Click through to find out why Portugal is a traveller’s paradise…
Lisbon is a city built on seven hills, which gives Portugal’s capital spell-binding views from its many miradouros (viewpoints), especially its imposing Moorish castle looking toward the 25 de Abril Bridge that stretches across the Tejo River. When the city’s narrow staircases and steep streets start to lose their charm, hop on board one of the 1930s-era electric trams that rattle up and down the roads. Riding the wooden vehicles lets you rest your weary legs and get a good orientation to the city’s topsy-turvy neighbourhoods draped over its hills.
Go deeper: Tram E28 hits the hot spots, winding its way into the medieval Alfama neighbourhood and passing by the famed Santa Luzia miradouro overlooking the red rooftops. Hop off to take in the sites and get back on when you’re ready to explore more. But beware: this particular tram route can be prime hunting ground for pickpockets.
Ah, sardines. The diminutive fish that’s shunned by so many is revered in Portugal, especially in Lisbon, where it has become a symbol of the city. Find sardine-shaped flags floating in the sky, emblazoned on tote bags and crafted into objets of art. Pick up a tin of fish in one of the local shops, where artfully decorated cans are often on display in pop-art style. But to truly appreciate this seafood staple, order some freshly grilled fish, then roll up your sleeves.
Go deeper: If you’re visiting Lisbon on the eve of June 12, celebrate the sardine during Festas de Lisboa, the annual Feast of St. Anthony, patron saint of Lisbon. Or check out the action by exploring at #festasdelisboa on Instagram.

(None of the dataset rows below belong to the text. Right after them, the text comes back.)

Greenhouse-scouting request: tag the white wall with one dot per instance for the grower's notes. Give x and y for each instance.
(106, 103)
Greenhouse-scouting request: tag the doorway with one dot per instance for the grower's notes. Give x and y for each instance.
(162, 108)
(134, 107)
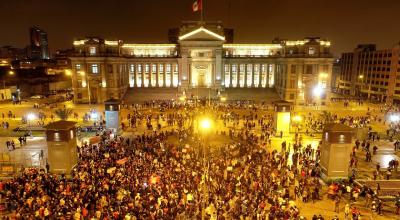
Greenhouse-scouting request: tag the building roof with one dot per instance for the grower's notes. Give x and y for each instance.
(282, 102)
(336, 127)
(60, 125)
(112, 101)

Portuguese azulejos or tiles tell colourful stories throughout the country, but walkable Lisbon lends itself well to tile-spotting. Geometric shapes grace the walls of Metro stations, carefully laid out patterns swirl on streets like Rua Augusta and the Art Nouveau facades of buildings are covered in motifs of leaves, people and animals. Wander the cobbled lanes and you’ll see old edifices where azulejos seem to be the only thing keeping the buildings from crumbling altogether alongside more modern installations such as hand-painted house numbers. Keep your eyes open for the blue-and-white designs that flourished in the 17th century. They were influenced by Ming Dynasty porcelain in China.
Go deeper: Visit Lisbon’s tile museum, Museu Nacional Do Azulejo, housed inside the 1509 Convent of Madre de Deus. Permanent collections trace the colourful history of Portuguese tiles from the 16th century to present day.

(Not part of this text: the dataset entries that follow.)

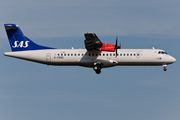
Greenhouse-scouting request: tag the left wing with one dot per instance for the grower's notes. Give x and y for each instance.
(92, 42)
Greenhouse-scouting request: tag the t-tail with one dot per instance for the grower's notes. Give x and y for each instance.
(18, 41)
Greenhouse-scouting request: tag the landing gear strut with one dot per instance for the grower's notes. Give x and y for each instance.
(164, 67)
(97, 68)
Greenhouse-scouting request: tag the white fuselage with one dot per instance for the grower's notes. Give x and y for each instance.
(82, 57)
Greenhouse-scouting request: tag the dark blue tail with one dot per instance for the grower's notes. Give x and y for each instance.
(18, 41)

To the unstudied eye, the dark and wrinkled tops of the famed pasteis de nata (custard tarts) might look a little overdone, but that golden crown is a sign of authenticity. The age-old egg pastry that’s on everybody’s plate—for breakfast, midday snack, dessert—has been a Lisbon staple since the early 1800s. The Antiga Confeitaria de Belém (better known as Pasteis de Belém) on the outskirts of the city lays claim to it origins in 1837. As the story goes, nuns used scores of egg whites to bleach their habits and the leftover yolks were made into pastries. This was an enterprising way to earn extra income after convents and monasteries were shut down because of the liberal revolution in 1820. The recipe, of course, remains a secret, but the tarts are still handmade according to its origins.
Insider tip: Don’t have time to take the train to Belém? Head to famed 1905 Café A Brasileira, in the heart of Lisbon’s chic Chiado district, for an impressive take on the classic pastry.

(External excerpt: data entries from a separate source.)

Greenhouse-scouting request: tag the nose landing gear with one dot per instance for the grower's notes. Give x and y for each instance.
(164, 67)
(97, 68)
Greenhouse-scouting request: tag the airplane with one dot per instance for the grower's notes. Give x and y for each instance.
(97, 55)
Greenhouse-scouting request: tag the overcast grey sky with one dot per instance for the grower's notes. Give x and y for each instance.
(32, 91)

It’s no surprise that port is the beverage of choice on the lips of both visitors and locals, who often drink the fortified wine in a quaffable cocktail: the Port Tonic. Come nighttime though, you’ll see people strolling into Lisbon’s historic Ginjinha bars to drink a quick shot (or two or three) of sweet liqueur before ambling on their way. Don’t let the name fool you—there’s no gin in ginjinha—but it’s plenty boozy. The liqueur is made with tart Morello cherries soaked in alcohol and drunk in small glasses. For an authentic experience, drop into A Ginjinha, a tiny joint on Largo Sao Domingos near Rossio Square. If that’s too gritty, wander over to the sleeker Ginginha do Carmo. Here, you can sip Ginjinha in a tiny chocolate cup.
Insider tip: Not up on your Portuguese? Listen for the words “com” (with) and “sem” (without). If you order your Ginjinha “com” you’ll get a real cherry (or two) in your drink, pit included.
Rusty-red glazed pottery dishes are staples in Portuguese homes. You’ll see functional terracotta pieces in restaurants all over the country, filled with sizzling sausages, chickpea-and-cod salads and salty olives. If you can want to avoid touristy souvenir shops, find roadside stands in areas like Monchique on the mountainous outskirts of the Algarve’s buzzing cities. Find authentic clay pieces in the signature spare style, as well pretty plates and bowls handpainted with flowers and fruits.
Insider tip: An oval terracotta dish with strips across the top is called assador de barre and it has a specific function: grilling. Chouriço sausages are propped on the strips, liquor (usually aguardente) is poured on top and set alight, barbecuing the sausage with Portuguese flair.
Hit the road in Portugal and whether you head southwest from Lisbon to the Algarve on the western edge of Europe or traverse its pastoral Alentejo area, you’ll see the landscape studded with thousands of cork oak trees. Make a pit stop on a roadside to get an up-close look at tree trunks that have been stripped of their honeycomb-like outer bark, which is used for flooring, handicrafts, wallets and yes, capping bottles of wine and other beverages.
Go deeper: According to the Rainforest Alliance, harvesting cork is a sustainable process since the trees aren’t cut down. The cork is harvest on average, every nine to 10 years. A healthy tree may yield cork for up to 200 years, though it takes about 25 years before a tree is truly profitable.